5 Lessons from Building Event-Driven Systems with Kafka
After working with Kafka across three companies (Paytm, 17Live, and Priority IDC), here are the lessons I wish I knew from day one.
1. Consumer Group Rebalancing Will Bite You
When a consumer joins or leaves a group, Kafka triggers a rebalance. During this time, no messages are processed. In a high-throughput system, even a few seconds of pause can cause a backlog.
Solution: Use CooperativeStickyAssignor instead of the default RangeAssignor. It minimizes partition reassignment during rebalances.
2. Exactly-Once Is Harder Than You Think
Kafka supports exactly-once semantics (EOS), but only within Kafka-to-Kafka flows. The moment you involve an external system (like a database), you need idempotency.
@KafkaListener(topics = "transactions")
public void processTransaction(TransactionEvent event) {
// Idempotency check
if (processedRepo.existsByEventId(event.getId())) {
return; // Already processed
}
// Process and record
}
3. Dead Letter Topics Are Non-Negotiable
Poison messages (messages that repeatedly fail processing) will block your consumer. Always configure a dead letter topic.

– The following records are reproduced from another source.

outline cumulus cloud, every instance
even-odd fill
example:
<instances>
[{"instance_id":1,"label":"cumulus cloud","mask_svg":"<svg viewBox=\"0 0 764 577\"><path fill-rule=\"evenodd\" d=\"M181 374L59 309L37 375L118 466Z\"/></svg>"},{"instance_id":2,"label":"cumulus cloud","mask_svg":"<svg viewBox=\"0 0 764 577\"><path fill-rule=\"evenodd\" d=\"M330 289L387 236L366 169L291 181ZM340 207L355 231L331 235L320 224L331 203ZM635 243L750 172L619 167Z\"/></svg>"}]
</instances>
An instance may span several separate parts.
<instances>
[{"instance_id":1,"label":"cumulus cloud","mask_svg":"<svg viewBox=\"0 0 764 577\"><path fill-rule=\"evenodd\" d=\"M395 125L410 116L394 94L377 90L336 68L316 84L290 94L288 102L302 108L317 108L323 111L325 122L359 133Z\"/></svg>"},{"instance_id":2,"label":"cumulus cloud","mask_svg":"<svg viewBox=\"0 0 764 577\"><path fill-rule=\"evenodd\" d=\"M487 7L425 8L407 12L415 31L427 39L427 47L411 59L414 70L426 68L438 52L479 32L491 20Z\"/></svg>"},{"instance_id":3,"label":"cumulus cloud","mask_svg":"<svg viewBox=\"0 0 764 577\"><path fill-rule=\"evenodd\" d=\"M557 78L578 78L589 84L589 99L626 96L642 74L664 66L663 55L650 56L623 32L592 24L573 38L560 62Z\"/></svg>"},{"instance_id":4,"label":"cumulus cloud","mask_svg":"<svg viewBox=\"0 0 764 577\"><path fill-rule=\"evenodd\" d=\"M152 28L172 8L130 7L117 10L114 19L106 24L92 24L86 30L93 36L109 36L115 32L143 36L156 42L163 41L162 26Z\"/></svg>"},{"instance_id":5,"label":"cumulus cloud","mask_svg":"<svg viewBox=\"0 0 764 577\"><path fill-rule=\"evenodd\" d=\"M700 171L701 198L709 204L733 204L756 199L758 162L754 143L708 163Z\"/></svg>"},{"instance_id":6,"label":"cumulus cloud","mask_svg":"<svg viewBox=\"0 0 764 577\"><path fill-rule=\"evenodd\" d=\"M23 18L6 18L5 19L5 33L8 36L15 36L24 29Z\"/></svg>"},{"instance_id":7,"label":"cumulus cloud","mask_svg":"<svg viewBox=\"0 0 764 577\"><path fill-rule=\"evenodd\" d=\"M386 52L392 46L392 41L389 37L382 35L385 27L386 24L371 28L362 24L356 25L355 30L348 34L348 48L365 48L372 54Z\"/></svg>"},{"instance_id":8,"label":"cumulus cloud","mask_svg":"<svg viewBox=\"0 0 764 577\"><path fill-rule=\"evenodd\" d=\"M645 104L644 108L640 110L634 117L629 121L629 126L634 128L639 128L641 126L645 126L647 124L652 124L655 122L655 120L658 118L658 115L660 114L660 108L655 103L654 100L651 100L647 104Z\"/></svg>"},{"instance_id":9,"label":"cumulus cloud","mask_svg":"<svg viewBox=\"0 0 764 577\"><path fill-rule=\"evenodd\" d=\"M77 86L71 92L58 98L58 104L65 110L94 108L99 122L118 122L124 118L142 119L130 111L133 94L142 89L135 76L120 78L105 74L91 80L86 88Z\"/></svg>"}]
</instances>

4. Schema Evolution Matters
We learned this the hard way — adding a required field to an event broke all consumers. Use Avro or Protobuf with a schema registry for backward compatibility.
5. Monitor Consumer Lag
Consumer lag (the difference between the latest message and the consumer's current position) is the single most important Kafka metric. Set alerts for lag exceeding your SLA threshold.